Anonymous Anónimo escreveu...

O humilde pimento das saladas ou refogados pela mão de Weston tornou-se também numa escultura de bronze que sugeria muito mais do que à partida se poderia apirar.

Era apenas um pimento, mas passou a ser muito mais coisas.

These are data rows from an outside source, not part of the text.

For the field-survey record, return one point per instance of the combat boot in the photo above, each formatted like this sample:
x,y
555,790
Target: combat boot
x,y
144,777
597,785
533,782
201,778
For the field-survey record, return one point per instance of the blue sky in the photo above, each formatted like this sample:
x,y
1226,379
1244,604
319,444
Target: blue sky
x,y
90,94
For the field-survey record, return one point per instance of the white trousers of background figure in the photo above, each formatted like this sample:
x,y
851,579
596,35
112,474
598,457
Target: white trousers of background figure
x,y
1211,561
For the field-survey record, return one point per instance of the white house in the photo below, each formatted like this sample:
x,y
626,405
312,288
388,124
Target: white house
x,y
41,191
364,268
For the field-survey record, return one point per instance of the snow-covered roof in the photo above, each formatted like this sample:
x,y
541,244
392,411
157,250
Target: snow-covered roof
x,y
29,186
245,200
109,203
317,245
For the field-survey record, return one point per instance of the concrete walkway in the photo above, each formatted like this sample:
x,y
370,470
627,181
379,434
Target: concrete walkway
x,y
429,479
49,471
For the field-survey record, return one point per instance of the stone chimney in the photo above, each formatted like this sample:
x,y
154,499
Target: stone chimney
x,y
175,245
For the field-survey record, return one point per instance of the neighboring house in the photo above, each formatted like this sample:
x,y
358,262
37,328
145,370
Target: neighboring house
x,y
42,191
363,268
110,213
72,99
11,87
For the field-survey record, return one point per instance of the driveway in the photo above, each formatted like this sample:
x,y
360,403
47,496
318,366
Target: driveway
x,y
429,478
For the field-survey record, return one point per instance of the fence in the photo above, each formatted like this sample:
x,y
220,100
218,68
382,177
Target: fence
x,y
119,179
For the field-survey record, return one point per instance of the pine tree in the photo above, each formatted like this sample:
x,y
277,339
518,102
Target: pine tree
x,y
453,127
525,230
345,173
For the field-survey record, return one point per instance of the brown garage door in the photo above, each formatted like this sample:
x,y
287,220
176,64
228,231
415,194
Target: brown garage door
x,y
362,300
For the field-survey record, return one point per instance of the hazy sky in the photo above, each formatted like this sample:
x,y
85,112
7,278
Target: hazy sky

Weston com esta fotografia mostra que não há assuntos indignos ou menores, há é fotógrafos que vêm e outros que andam sempre distraídos.

04 outubro, 2006 16:24  
Anonymous Anónimo escreveu...

porquê das mais intensas? - sexo. dois corpos fundidos. torsos e nádegas. é demasiado literal olhar a imagem desta forma? seja, mas o polimorfismo, enfim, a sensualidade das curvas e contracurvas do pimento, qualquer pimento, também permite escorregar por aquele caminho antigo que vê falos e vulvas em muitas das formas da natureza. basta seguir o link para a página do fotografo, em «natural studies», e ficar na dúvida se ele, em quase metade das imagens, não terá também percorrido o mesmo caminho.

05 outubro, 2006 10:13  
Anonymous Anónimo escreveu...

Weston apresenta o pimento como um corpo, qualquer outro corpo. A sensualidade (não o sexo) dos volumes parece que nos aquece e desperta os sentidos. Não estamos sós quando o olhamos.

06 outubro, 2006 21:39  
Anonymous Anónimo escreveu...

Grato pelos vossos comentários, procurarei reponder-lhes em post.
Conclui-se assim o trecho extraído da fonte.